As the name suggests, Operation Reserve (OR) means a reserve amount of energy in the case of a failure to supply consistent energy from the primary means. Customers with energy storage can participate in the Operation Reserve market and help deal with the demand-supply mismatch on short notice.

A price for this reserve energy is determined every five minutes based on offers in the market. All accepted offers are paid the market-clearing price for that class. When the operating reserve is activated, the suppliers are paid for the energy provided.

4. Enhanced Time-of-Use (TOU) and Energy Arbitrage

There are certain times of the day when energy consumption in the province is at a peak, for example, around the starting hours of offices in the morning. For the utility companies, that means having to maintain an infrastructure equivalent to the peak consumption, and running it on part load at other times of the day, which is an inefficient method and leads to higher costs.

A way to prevent or reduce this effect is to make customers use lower power during peak hours, and the simplest way to do this is to charge the consumers more for peak-hour usage. 

For the customer, this means having to buy costly power just when they need it the most. Having energy storage allows users to store energy during off-peak hours and use it during peak hours, thus being able to use cheaper power even at peak hours.

Recently, the province of Ontario rolled out new pilots under its plan to redesign the electricity pricing. Accordingly, under the Regulated Price Plan (RPP), the OEB has put into place a pilot for the ‘Enhanced Time-of-Use’ model, wherein customers will experience a larger difference between on-peak and off-peak pricing. 

Enhanced TOU Pilot and Seasonal Variations (source – OEB)

What this means for someone with energy storage is that they are practically able to reduce that difference by using their ESS during peak hours.

5. Reduced Environment Footprint

It may not feel intuitive right away, but energy storage systems help reduce carbon emissions in specific ways.

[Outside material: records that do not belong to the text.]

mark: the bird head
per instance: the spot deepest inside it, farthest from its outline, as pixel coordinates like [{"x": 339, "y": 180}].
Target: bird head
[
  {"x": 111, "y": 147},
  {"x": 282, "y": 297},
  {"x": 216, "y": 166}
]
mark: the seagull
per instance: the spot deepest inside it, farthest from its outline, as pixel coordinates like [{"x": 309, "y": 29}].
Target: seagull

Traditionally, the go-to backup source of energy was diesel generators, which is one of the most polluting ways of generating power. Using battery energy storage is significantly cleaner in comparison to gensets.

Secondly, for a long time, the intermittent nature of renewable energy sources like solar and wind did not encourage people to adopt these technologies. But with energy storage, customers can generate enough solar power for 24 hours during the day and store some of it in a battery bank.

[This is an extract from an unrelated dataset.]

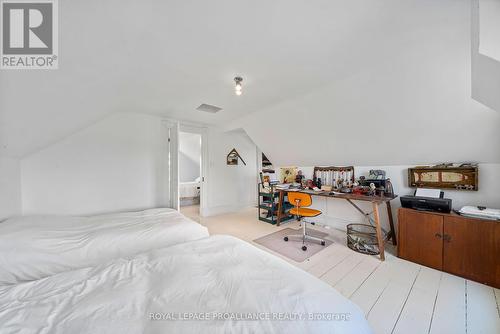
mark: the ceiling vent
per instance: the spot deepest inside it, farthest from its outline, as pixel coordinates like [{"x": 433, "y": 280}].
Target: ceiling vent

This means less grid power is consumed and more reliance is on renewable energy, thus naturally reducing GHG emissions.

Similarly, using ESS also reduces dependency on the natural gas plants employed for peak electricity generation.

Conclusion

“Can businesses in Ontario benefit from Energy Storage?” is not even the correct question anymore. The more relevant question is “How much can Ontarian businesses benefit from energy storage?” 

The answer, as we’ve seen above, is that businesses can benefit significantly from an ESS, in more than just one way. Thanks to reduced equipment prices and superb potential for cost savings, if there was the best time to get an energy storage system, it is now!